Clinton Offers Aid to Egypt’s Feuding Civilian, Military Leaders
.S. Secretary of State Hillary Clinton has ended two days of talks with Egypt’s quarrelling civilian and military leaders, offering them U.S. assistance for the struggling Egyptian economy without publicly taking sides in their ongoing power struggle.
A U.S. State Department official said Clinton discussed U.S. aid proposals in a meeting with Egyptian military chief Field Marshal Mohamed Hussein Tantawi in Cairo on Sunday. The official said Tantawi told Clinton that reviving the Egyptian economy is a priority for the country. Clinton revealed details of the U.S. aid pledge on Saturday, when she held talks with Egypt’s Islamist President Mohamed Morsi, who took office last month.
VOA correspondent Scott Stearns, who is traveling with Clinton, said debt relief is a major part of the U.S. package.

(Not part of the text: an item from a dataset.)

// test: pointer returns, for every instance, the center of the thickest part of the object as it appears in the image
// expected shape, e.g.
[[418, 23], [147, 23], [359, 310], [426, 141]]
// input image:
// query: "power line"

“In both her talks with President Morsi and Field Marshal Tantawi, she discussed the U.S. ability to help the Egyptian economy,” he said. “The political instability here in Egypt has really hurt economic growth and tourism revenue. So, U.S. President Barack Obama is proposing package of debt relief that could go as high as $1 billion. Tantawi said that’s really the chief priority now, that’s what Egyptians need - a better economy.”